I posted about my Dad's 80th birthday party. Another of the outstanding memories of that evening was seeing all the friends and relatives who came to his party and discovering how much time my Dad has invested in these people consistently over the years.
My Dad kept up a myriad of connections with his many sisters and brothers (4 sisters and 2 brothers lived into their 60's and beyond), cousins, nieces & nephews and work and army friends. Often these relationships have been maintained over the years solely by my Dad taking the initiative of regular contact whether that be visiting, phoning, writing or exchanging calendars!
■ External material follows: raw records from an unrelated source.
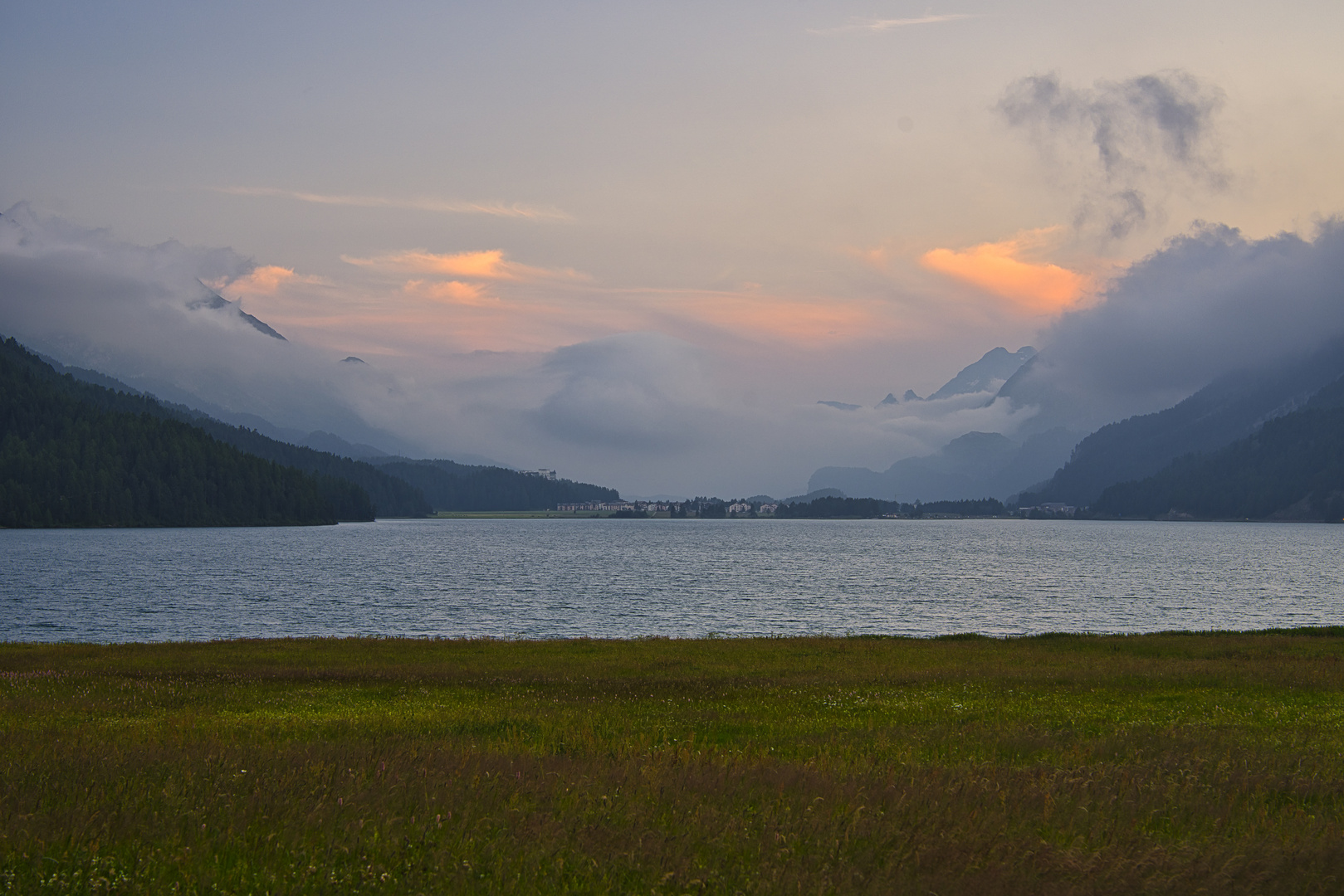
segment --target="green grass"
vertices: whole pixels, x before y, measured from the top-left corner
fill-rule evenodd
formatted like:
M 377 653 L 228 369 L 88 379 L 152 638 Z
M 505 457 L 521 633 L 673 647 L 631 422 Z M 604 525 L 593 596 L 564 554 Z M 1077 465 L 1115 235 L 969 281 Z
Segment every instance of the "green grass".
M 0 891 L 1337 893 L 1344 630 L 0 645 Z

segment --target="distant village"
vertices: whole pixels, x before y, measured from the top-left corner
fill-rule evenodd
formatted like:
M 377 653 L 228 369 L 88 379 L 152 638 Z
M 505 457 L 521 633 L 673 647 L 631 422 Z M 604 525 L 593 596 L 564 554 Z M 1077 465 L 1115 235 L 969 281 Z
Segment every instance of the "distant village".
M 630 513 L 652 516 L 667 513 L 673 517 L 687 516 L 774 516 L 780 509 L 778 504 L 749 502 L 749 501 L 718 501 L 714 498 L 696 498 L 694 501 L 586 501 L 583 504 L 558 504 L 556 510 L 564 512 L 605 512 Z

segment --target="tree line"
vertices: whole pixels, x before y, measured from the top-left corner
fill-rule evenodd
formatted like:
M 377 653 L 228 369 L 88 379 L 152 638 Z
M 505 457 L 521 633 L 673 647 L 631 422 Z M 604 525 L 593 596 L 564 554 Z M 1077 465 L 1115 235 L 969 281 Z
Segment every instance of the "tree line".
M 0 344 L 0 525 L 336 523 L 316 478 L 90 390 Z

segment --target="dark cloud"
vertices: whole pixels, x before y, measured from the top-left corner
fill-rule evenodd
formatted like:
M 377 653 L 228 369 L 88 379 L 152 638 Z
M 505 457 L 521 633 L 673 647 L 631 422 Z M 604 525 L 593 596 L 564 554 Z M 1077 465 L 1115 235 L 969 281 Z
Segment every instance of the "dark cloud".
M 1009 126 L 1031 133 L 1056 175 L 1074 180 L 1064 185 L 1083 195 L 1075 224 L 1099 223 L 1120 239 L 1160 210 L 1167 192 L 1227 185 L 1214 129 L 1222 105 L 1216 86 L 1164 71 L 1086 89 L 1031 75 L 1011 83 L 997 107 Z
M 694 345 L 660 333 L 566 345 L 544 365 L 560 386 L 536 419 L 567 442 L 652 453 L 684 449 L 714 416 L 702 361 Z
M 1019 403 L 1103 423 L 1167 407 L 1223 373 L 1305 357 L 1344 334 L 1344 222 L 1314 239 L 1202 226 L 1064 314 Z

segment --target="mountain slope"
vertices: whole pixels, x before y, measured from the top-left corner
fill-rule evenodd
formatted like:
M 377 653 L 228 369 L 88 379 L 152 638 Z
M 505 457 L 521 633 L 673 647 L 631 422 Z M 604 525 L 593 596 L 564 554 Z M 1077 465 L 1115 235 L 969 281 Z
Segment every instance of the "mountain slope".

Hearing this first hand from Dad's friends and relatives, telling me of the love that they have for him was and continues to be inspiring and very challenging to me. Which people have I invested in like this? Not many I fear.
Society is much more fractured in our time and our culture is one of immediate gratification and looking out for what we need and not what we can give others. And yet this contact and connection is what we all desire - to know and to be known.
Being a Christian in a church community there is also the added difficulty, indeed a paradox if you will. We are called to reach out to others, to make disciples, and in our church we are looking to see it grow in size and influence. However, we must not do this by sacrificing others along the way, discarding old friendships for the 'fun and excitement' of the new ones. Somehow we need to do both - care for our existing family whilst welcoming the new additions.
For me I know since leaving home many years ago I have lived quite independently of my family and always looked forward to building friends with work and church colleagues. But now I feel I need to make sure that the important people in my life - family and friends I have known for years - are invested in with time and effort. I will welcome opportunities to develop new friendships in the future but I want to make those count too.
I guess as I get older, I might just be getting a bit wiser and I can look at my Dad see the way he invests his time (love) into his friends and family (and is loved by them) and truly say I want to be like him.